Sure, this all sounds über utopian, but what’s to say this isn’t just another fad for hypebeasts and edgelords? At times, the whole thing sounds like it’s come out of a buzzword generator: “artificial intelligence!” “cryptocurrency!” “cyberspace!” – even the logo, a y2K interpretation of Leonardo da Vinci’s “Vitruvian Man”, feels all too current. Yet Newman argues that New Life.AI is necessary to seizing the creative means of production from the suited man in Silicon Valley. “Most tech giants are working according to the standard of the stock market valuation and advertising agencies, which is based on engagement, the daily active users being plugged to their screen,” says Newman. “Social networks considered that the free access to their platform was enough in exchange for all the work of producing, liking and sharing. Some brands made great profit out of them but there was no compensation for all those great minds working collectively to build it.”
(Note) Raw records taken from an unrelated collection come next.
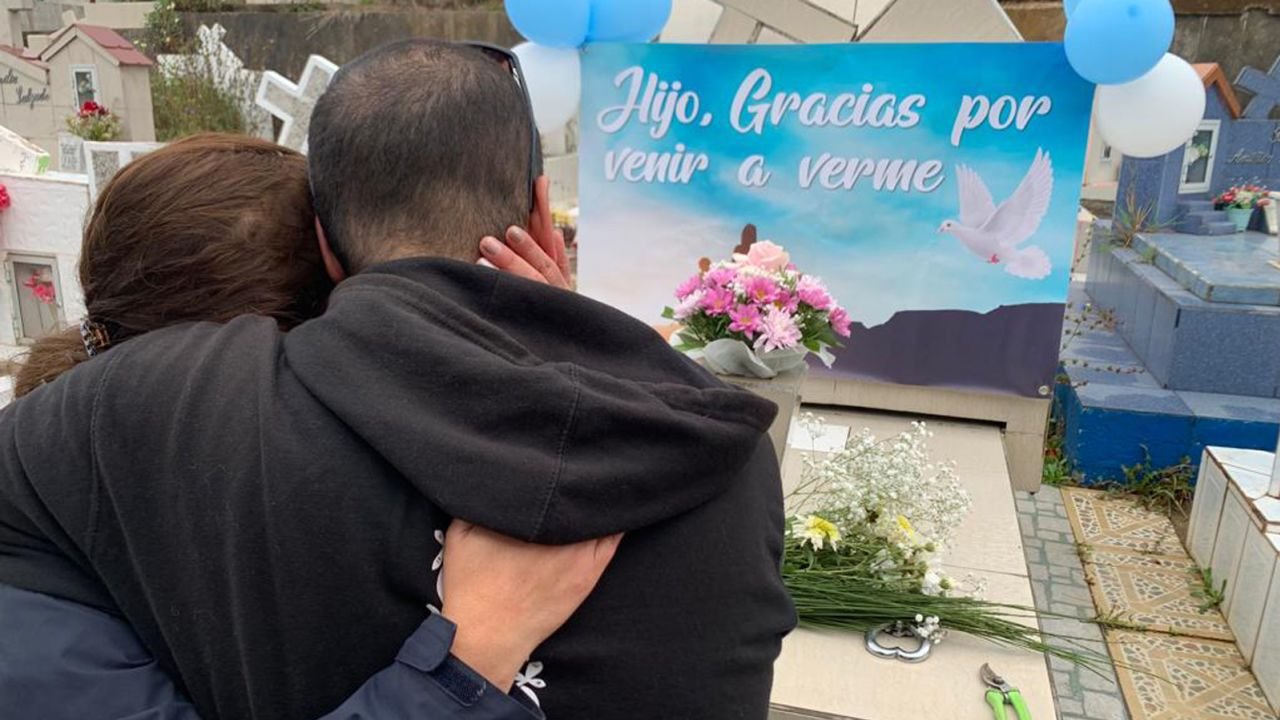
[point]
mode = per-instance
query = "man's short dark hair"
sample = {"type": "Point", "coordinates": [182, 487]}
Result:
{"type": "Point", "coordinates": [419, 146]}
In this sense, New Life.AI offers a metaverse of new possibilities for young creatives to collaborate with others across the world and receive full compensation for their so-called capital goods.
Then again – and I’m not sure whether it’s the AI, the crypto-jargon, or the collective rating system – there are moments on New Life.AI that feel like that bit like the opening third of a techno-thriller, right before the cyberbrain takes over, shit gets real, and everyone dies. After all, if we’ve learnt anything from sci-fi landmarks like 2001: Space Odyssey, Alphaville, Pierce Brosnan’s Ultrahouse in The Simpsons, and basically every episode of Black Mirror minus maybe San Junipero, it’s that autonomous computer systems are a big fat (highlighted and underlined) no. But pop culture paranoia aside, New Life.AI sounds… good? Who wouldn’t want to get full recognition for their work? In the words of its creator: “It’s now time to distribute this power across the globe to whoever wants it.”